The Government have announced that the National Society for the Prevention of Cruelty to Children (NSPCC) will get £30 million over the next four years to strengthen its ChildLine Service – the free helpline for children and young people in the UK. As part of the partnership with the Government the NSPCC will also be putting more money into its helplines.
The money will also help expand the NSPCC’s other helpline services, including those provided online, and the NSPCC Child Protection Helpline which allows adults to report concerns. In future children will also be able to access services via text message.
ChildLine is a service provided by the NSPCC. It operates 365 days a year and in 2005 nearly 160,000 children received counselling from the service and through a similar service provided over the internet.
The NSPCC Child Protection Helpline receives calls from members of the public and professionals who are concerned about children. It makes referrals to other services where appropriate and provides specific safeguarding advice, information, counselling and support to members of the public who have serious concerns for children. It is staffed by a range of professionally qualified and experienced staff, including social workers, counsellors, teachers and nurses.
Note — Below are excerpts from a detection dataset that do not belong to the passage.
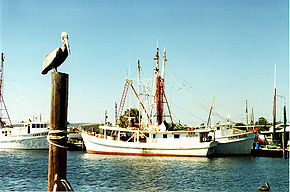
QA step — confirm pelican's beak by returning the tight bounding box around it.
[64,37,70,55]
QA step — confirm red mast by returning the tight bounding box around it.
[154,48,164,125]
[0,52,12,127]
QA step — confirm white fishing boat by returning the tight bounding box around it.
[82,48,217,157]
[82,126,217,157]
[0,53,48,149]
[0,122,49,150]
[213,124,256,155]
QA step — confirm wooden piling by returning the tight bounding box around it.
[48,72,68,191]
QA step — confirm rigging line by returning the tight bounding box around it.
[168,70,226,120]
[167,70,209,111]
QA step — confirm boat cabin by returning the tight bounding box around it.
[91,126,214,144]
[0,122,48,137]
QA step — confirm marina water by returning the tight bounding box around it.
[0,150,289,192]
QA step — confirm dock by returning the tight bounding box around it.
[251,147,289,158]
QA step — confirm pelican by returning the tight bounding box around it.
[259,182,270,191]
[41,32,70,75]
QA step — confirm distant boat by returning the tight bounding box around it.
[82,48,217,157]
[213,124,256,155]
[0,122,49,150]
[0,53,49,149]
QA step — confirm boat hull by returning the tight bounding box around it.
[0,132,49,150]
[82,133,217,157]
[215,133,255,155]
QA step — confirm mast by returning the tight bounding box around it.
[272,64,276,143]
[154,47,163,125]
[251,107,255,125]
[138,60,141,128]
[246,99,249,131]
[0,52,12,127]
[207,96,215,128]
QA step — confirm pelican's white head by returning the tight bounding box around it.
[61,32,70,55]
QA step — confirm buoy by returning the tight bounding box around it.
[259,182,270,191]
[53,174,73,192]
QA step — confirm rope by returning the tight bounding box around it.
[47,130,68,149]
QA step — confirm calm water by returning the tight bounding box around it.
[0,151,289,192]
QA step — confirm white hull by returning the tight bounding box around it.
[82,133,217,157]
[215,133,255,155]
[0,122,49,150]
[0,132,49,150]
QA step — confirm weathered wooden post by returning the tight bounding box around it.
[282,105,287,159]
[41,32,72,191]
[48,72,68,191]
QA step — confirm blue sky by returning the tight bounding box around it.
[0,0,289,125]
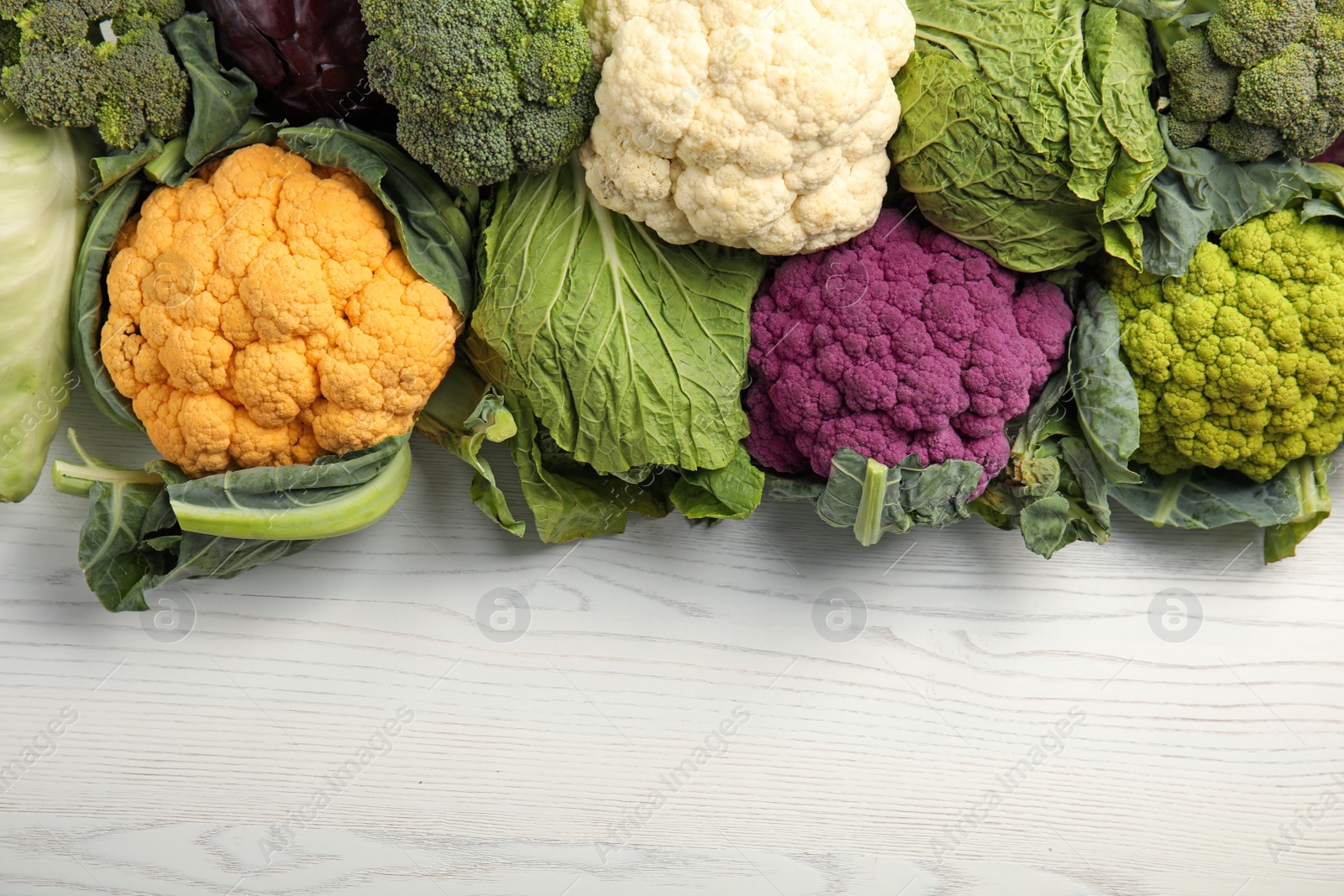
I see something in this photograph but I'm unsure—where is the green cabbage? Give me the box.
[891,0,1167,271]
[0,99,85,501]
[467,159,766,542]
Children and young people can call ChildLine on 0800 1111 to talk about any problem. Members of the public who have serious concerns about a child children can call the NSPCC Child Protection Helpline on 0808 800 5000.
David Hanson said:
“Children are our most precious resource and we want to give them the best possible start in life. We can’t do that unless they are safe. We must continue help the most vulnerable – including those whose childhood is being ruined by abuse or bullying and we must make sure every child has someone to call on for help and advice.
“This £30m funding package will help the NSPCC to expand their services significantly and improve them. We all know that children are most familiar and comfortable using modern methods of communications – for example on-line or text messages – and this funding will help the NSPCC develop this.”